In talking about flavours, the book highlights that spices vary in terms of anatomy and taste depending on where they are from. For example, the author compares pepper from Kerala and Coorg and how they vary, in their content of piperine. And if you are wondering which is the best source for asafoetida, it is Kandhari followed by Iranian. So are single origin spices something to look forward to? “I already see posts about spices from a particular farm, and they are exorbitantly priced. These products are often described by subtle nuances present in them. Of course, they are not going to be flooding the markets, but maybe the dialogue about spices will start. Slowly it will become a movement. Probably in the next decade or two.”

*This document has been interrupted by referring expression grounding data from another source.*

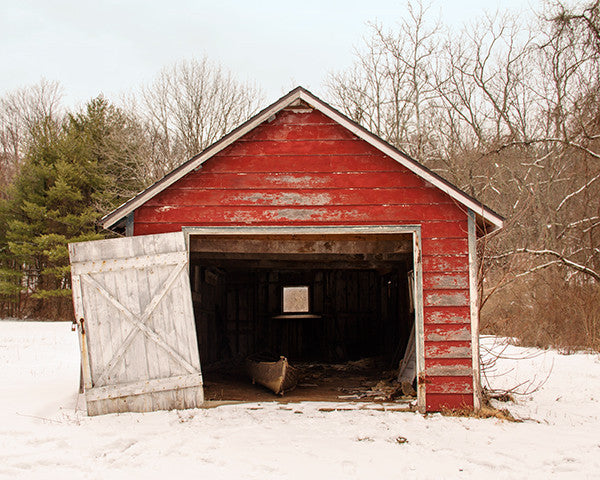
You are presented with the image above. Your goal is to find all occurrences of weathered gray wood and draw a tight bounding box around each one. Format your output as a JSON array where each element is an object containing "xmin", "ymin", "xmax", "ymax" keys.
[
  {"xmin": 426, "ymin": 273, "xmax": 469, "ymax": 289},
  {"xmin": 81, "ymin": 266, "xmax": 198, "ymax": 375},
  {"xmin": 189, "ymin": 234, "xmax": 412, "ymax": 255},
  {"xmin": 184, "ymin": 225, "xmax": 422, "ymax": 236},
  {"xmin": 125, "ymin": 212, "xmax": 134, "ymax": 237},
  {"xmin": 94, "ymin": 315, "xmax": 141, "ymax": 385},
  {"xmin": 157, "ymin": 229, "xmax": 197, "ymax": 384},
  {"xmin": 425, "ymin": 345, "xmax": 471, "ymax": 359},
  {"xmin": 86, "ymin": 385, "xmax": 203, "ymax": 416},
  {"xmin": 69, "ymin": 231, "xmax": 203, "ymax": 416},
  {"xmin": 425, "ymin": 326, "xmax": 471, "ymax": 342},
  {"xmin": 69, "ymin": 270, "xmax": 93, "ymax": 390},
  {"xmin": 425, "ymin": 310, "xmax": 470, "ymax": 324},
  {"xmin": 82, "ymin": 268, "xmax": 113, "ymax": 383},
  {"xmin": 121, "ymin": 265, "xmax": 147, "ymax": 413},
  {"xmin": 426, "ymin": 365, "xmax": 473, "ymax": 376},
  {"xmin": 85, "ymin": 373, "xmax": 203, "ymax": 401},
  {"xmin": 424, "ymin": 291, "xmax": 469, "ymax": 307},
  {"xmin": 398, "ymin": 324, "xmax": 416, "ymax": 383},
  {"xmin": 411, "ymin": 229, "xmax": 426, "ymax": 414},
  {"xmin": 145, "ymin": 236, "xmax": 173, "ymax": 412},
  {"xmin": 70, "ymin": 231, "xmax": 185, "ymax": 262},
  {"xmin": 468, "ymin": 210, "xmax": 482, "ymax": 410},
  {"xmin": 141, "ymin": 236, "xmax": 168, "ymax": 409},
  {"xmin": 71, "ymin": 251, "xmax": 187, "ymax": 275},
  {"xmin": 188, "ymin": 255, "xmax": 409, "ymax": 271}
]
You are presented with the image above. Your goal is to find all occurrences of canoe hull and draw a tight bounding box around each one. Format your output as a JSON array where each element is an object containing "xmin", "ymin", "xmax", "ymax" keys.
[{"xmin": 246, "ymin": 355, "xmax": 298, "ymax": 395}]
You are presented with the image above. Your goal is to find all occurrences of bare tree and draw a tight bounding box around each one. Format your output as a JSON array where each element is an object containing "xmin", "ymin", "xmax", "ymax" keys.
[
  {"xmin": 134, "ymin": 58, "xmax": 263, "ymax": 180},
  {"xmin": 327, "ymin": 1, "xmax": 442, "ymax": 161},
  {"xmin": 326, "ymin": 0, "xmax": 600, "ymax": 349},
  {"xmin": 0, "ymin": 79, "xmax": 63, "ymax": 192}
]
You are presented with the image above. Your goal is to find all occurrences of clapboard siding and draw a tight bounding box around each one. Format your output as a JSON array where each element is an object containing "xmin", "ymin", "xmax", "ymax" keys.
[
  {"xmin": 424, "ymin": 306, "xmax": 471, "ymax": 324},
  {"xmin": 426, "ymin": 376, "xmax": 474, "ymax": 394},
  {"xmin": 135, "ymin": 204, "xmax": 467, "ymax": 224},
  {"xmin": 221, "ymin": 139, "xmax": 381, "ymax": 156},
  {"xmin": 421, "ymin": 220, "xmax": 468, "ymax": 239},
  {"xmin": 143, "ymin": 187, "xmax": 454, "ymax": 207},
  {"xmin": 424, "ymin": 323, "xmax": 471, "ymax": 342},
  {"xmin": 423, "ymin": 290, "xmax": 470, "ymax": 307},
  {"xmin": 427, "ymin": 393, "xmax": 474, "ymax": 411},
  {"xmin": 171, "ymin": 171, "xmax": 432, "ymax": 189},
  {"xmin": 425, "ymin": 341, "xmax": 472, "ymax": 358},
  {"xmin": 422, "ymin": 238, "xmax": 468, "ymax": 255},
  {"xmin": 241, "ymin": 122, "xmax": 359, "ymax": 141},
  {"xmin": 422, "ymin": 273, "xmax": 470, "ymax": 290},
  {"xmin": 422, "ymin": 255, "xmax": 470, "ymax": 273},
  {"xmin": 204, "ymin": 154, "xmax": 403, "ymax": 172},
  {"xmin": 265, "ymin": 110, "xmax": 339, "ymax": 126},
  {"xmin": 425, "ymin": 357, "xmax": 472, "ymax": 376},
  {"xmin": 132, "ymin": 108, "xmax": 475, "ymax": 410}
]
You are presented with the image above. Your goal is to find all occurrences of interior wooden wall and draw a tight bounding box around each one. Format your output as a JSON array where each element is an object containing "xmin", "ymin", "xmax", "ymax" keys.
[{"xmin": 191, "ymin": 262, "xmax": 413, "ymax": 367}]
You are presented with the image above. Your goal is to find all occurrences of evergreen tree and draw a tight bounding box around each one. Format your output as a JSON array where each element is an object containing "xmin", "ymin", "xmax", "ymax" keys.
[{"xmin": 0, "ymin": 97, "xmax": 148, "ymax": 316}]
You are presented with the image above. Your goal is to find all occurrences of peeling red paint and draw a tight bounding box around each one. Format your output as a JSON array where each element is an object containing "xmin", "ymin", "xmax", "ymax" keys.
[
  {"xmin": 424, "ymin": 323, "xmax": 471, "ymax": 341},
  {"xmin": 131, "ymin": 108, "xmax": 475, "ymax": 412},
  {"xmin": 424, "ymin": 306, "xmax": 471, "ymax": 324},
  {"xmin": 426, "ymin": 376, "xmax": 474, "ymax": 394},
  {"xmin": 424, "ymin": 290, "xmax": 470, "ymax": 307},
  {"xmin": 425, "ymin": 341, "xmax": 471, "ymax": 358},
  {"xmin": 422, "ymin": 255, "xmax": 469, "ymax": 273},
  {"xmin": 423, "ymin": 273, "xmax": 470, "ymax": 290}
]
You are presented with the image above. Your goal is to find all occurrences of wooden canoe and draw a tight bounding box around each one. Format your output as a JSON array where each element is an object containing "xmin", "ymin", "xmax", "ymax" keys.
[{"xmin": 245, "ymin": 354, "xmax": 298, "ymax": 395}]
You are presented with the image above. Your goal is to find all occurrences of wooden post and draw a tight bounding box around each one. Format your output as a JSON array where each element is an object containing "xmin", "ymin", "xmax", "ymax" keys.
[
  {"xmin": 468, "ymin": 210, "xmax": 482, "ymax": 411},
  {"xmin": 412, "ymin": 228, "xmax": 426, "ymax": 413}
]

The book is also peppered (I really could not help that) with useful tips for effective use of spices while cooking. Did you know that when using nutmeg and mace together, the ideal ratio is six times more nutmeg than mace? Reshii also shares recipes at the end of each chapter highlighting the respective spice. But when it comes to rules she says we have all been passed down enough knowledge from the real experts. “There is a lot of ancient wisdom when it comes to spices. We do things a certain way; nobody knows who did it first, and It kind of works the best. I am not going to override generations and generations of grandmothers and home cooks who have been giving us ways to get the flavour that is central to the spice and the meal.”
Spice mixes, she adds, are family heirlooms and often signature to a particular place. “Take sambhar powder as an example. A sambhar from say Thirunelveli will be so different from a sambhar cooked in a household in Kerala. One might say- well it’s just a little more of one thing over the other. The little bit more is what our life and our identity revolves around. People know it, but they don’t really pay attention to it.”
The Flavour of Spice makes you look at your spice rack in a different light. Saffron is precious, even more so because you realize how difficult it is to grow them. You wonder how much piperine is there in your pepper. You wonder if you are getting mace right when you just throw it in there while cooking, and more than anything you wonder how bleak a world without spices would be. I found this one sentence towards the end of the chapter on cloves which summarises spices the best.
“Today, cloves are one of those spices that represent how much of our history has been shaped by these tiny ingredients, and how far they’ve travelled in time and space to land on our plate.”